Image result for year of elephant

 

by

 

Damien F. Mackey

 

 

“About the only thing these two idioms have in common is the word elephant, but that was enough to pull them together to produce white elephant in the room. … the Wikipedia entry notes that elephant in the room is “not to be confused with white elephant“.”

 

Neal’s blog

 

 

What a marvellous thing is text book history, or, ought one say, would-be history!  

Both the prophet Mohammed and the Reformation seem to kick off with a white elephant.

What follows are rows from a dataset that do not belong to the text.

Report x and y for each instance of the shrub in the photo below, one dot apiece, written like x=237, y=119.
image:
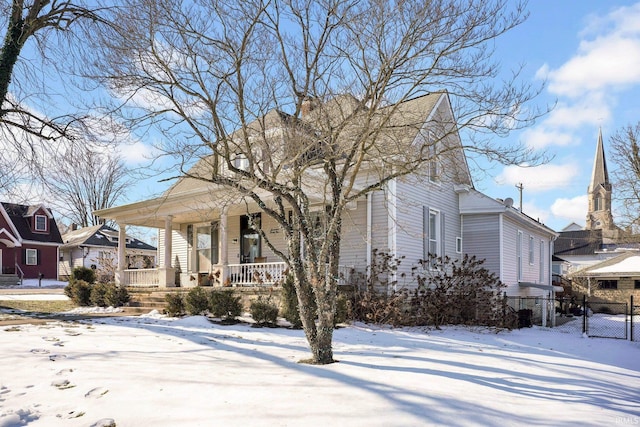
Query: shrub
x=83, y=273
x=197, y=301
x=116, y=296
x=175, y=304
x=80, y=292
x=290, y=303
x=225, y=304
x=98, y=292
x=264, y=312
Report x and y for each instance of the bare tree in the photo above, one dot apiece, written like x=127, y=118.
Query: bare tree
x=332, y=77
x=625, y=154
x=84, y=180
x=33, y=75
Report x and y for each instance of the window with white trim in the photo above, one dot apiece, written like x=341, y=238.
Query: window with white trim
x=434, y=173
x=31, y=256
x=519, y=255
x=531, y=251
x=431, y=232
x=41, y=223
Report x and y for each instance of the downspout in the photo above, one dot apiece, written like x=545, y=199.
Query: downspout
x=369, y=231
x=391, y=224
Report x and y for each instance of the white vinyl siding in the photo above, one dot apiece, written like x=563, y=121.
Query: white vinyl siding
x=519, y=262
x=481, y=238
x=531, y=250
x=541, y=265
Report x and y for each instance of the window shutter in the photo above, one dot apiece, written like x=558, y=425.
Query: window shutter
x=425, y=233
x=442, y=244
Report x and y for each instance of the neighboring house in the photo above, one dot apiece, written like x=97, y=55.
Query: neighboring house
x=579, y=248
x=96, y=247
x=612, y=280
x=29, y=241
x=203, y=238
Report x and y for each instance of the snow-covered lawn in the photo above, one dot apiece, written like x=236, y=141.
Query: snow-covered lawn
x=158, y=371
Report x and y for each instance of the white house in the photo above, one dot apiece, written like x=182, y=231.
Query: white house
x=206, y=235
x=96, y=247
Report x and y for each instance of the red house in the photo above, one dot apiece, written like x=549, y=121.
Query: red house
x=29, y=241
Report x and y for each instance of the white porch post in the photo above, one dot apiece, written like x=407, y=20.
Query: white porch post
x=122, y=255
x=224, y=242
x=167, y=273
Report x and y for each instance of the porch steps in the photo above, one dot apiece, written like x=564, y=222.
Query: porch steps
x=9, y=280
x=144, y=300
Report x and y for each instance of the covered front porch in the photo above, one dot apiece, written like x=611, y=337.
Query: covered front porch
x=203, y=242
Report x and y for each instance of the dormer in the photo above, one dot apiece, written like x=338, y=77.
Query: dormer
x=39, y=219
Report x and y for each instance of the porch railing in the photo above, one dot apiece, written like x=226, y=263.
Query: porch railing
x=256, y=274
x=142, y=277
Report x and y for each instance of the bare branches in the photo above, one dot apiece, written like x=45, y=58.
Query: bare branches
x=625, y=153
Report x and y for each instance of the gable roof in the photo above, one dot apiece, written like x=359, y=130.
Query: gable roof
x=19, y=216
x=98, y=235
x=578, y=242
x=626, y=264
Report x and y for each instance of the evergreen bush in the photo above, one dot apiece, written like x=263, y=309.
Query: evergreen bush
x=225, y=304
x=264, y=312
x=197, y=301
x=116, y=296
x=79, y=292
x=83, y=273
x=175, y=304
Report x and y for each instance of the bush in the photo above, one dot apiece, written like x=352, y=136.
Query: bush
x=290, y=303
x=197, y=301
x=98, y=292
x=445, y=291
x=79, y=291
x=264, y=312
x=225, y=304
x=83, y=273
x=108, y=295
x=116, y=296
x=175, y=304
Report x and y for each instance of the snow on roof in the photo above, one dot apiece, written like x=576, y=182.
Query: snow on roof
x=630, y=266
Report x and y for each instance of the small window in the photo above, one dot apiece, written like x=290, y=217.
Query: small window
x=41, y=223
x=607, y=284
x=531, y=250
x=31, y=256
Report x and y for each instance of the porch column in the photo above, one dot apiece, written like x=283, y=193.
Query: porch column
x=122, y=255
x=224, y=244
x=167, y=275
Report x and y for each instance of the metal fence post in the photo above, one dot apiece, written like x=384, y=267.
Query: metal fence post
x=584, y=314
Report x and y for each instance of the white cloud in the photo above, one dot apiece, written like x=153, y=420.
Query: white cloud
x=608, y=61
x=540, y=178
x=574, y=209
x=540, y=138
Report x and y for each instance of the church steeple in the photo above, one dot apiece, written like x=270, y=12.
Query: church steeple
x=599, y=216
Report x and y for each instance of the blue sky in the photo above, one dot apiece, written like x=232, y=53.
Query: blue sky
x=588, y=52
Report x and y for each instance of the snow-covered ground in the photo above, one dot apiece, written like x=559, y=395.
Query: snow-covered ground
x=158, y=371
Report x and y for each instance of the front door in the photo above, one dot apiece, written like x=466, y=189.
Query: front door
x=250, y=246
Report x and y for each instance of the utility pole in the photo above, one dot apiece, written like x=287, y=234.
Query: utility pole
x=519, y=186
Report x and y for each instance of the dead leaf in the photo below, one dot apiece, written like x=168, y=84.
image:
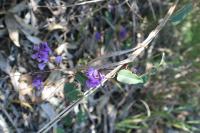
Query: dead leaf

Mohammed (Muhammad), we are told, was born in “the Year of the Elephant”:

http://www.religionforums.org/Thread-Year-of-the-Elephant-A-must-read

 

We all know that the year of the Elephant is the year in which Mohammad was allegedly born. The year Islam credits for this event is the year 570 A.D. Islamic tradition says that another major event took place in the same year which is narrated in Sura 105 “The Elephant”, and what happened to the army that was marching on Mecca to destroy it and the Kaaba.

 

And the gift of a white elephant to pope Leo X may have helped launch the Reformation.

For thus we read at: https://churchpop.com/2015/12/08/pope-leo-xs-pet-elephant-helped-sparked-reformation/

 

…. Amazingly, this whole elephant episode may have helped spark the Protestant Reformation.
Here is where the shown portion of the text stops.